Nazmi, annesinin ölümünden sonra her şeyden ümidini kesmiş babası tarafından İstanbul’daki amcasının yanına gönderilir. Amcası Nazmi’yi kendi öz kızlarından ayırmaz, kendi oğlu gibi sevip, bakar. Nazmi ise o kadar haşere bir çocuktur ki sürekli macera peşinde koşar. En son asker olmaya karar veren Nazmi, Paris’te eğitimi tamamlamış bir kurmay subay olarak döner. Eğlenceye, gece hayatına düşkün Nazmi vatansever, cesur bir askerdir artık. Fakat Sırp çetecilerle giriştiği bir çatışmada yaralanması sonucu askerliği bırakmak zorunda kalır. Doktorlar tarafından sakin bir hayat sürmesi, kalbini zorlamaması, İstanbul’un bu karmaşasından uzaklaşıp, babasından kalan çiftliğe yerleşmesi öğütlenir…
Evlenek Akdeniz’deki babasının çiftliğine yerleşen Nazmi, böylelikle hayatının ikinci kısmına geçmiş olur. Artık eski, neşeli, çapkın salon beyefendisinden eser kalmamıştır. Kendisini çiftliğine adayıp, mutlu olmaya çabalar. Etrafına ördüğü camdan duvarlar ise, çocukluğunu bildiği genç bir kızın gelişiyle yerle bir olur…

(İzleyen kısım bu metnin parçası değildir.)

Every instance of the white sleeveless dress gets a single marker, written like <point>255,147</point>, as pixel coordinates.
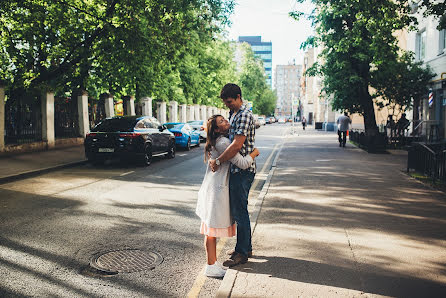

Asıl hikaye belki de burada başlar. Jülide ile diyalogları yer yer hüzünlü yer yer eğlenceli olan bu kitabı elimden bırakmayı hiç istemedim. O kadar nahif, akıcı bir kitap ki… Yer yer yaşananlara kızmadım da değil. Yine de keyifle okudum, bitirdikten sonra bile aklımı meşgul eden bir kitap oldu. Ben çok sevdim, sizlere de tavsiye ederim.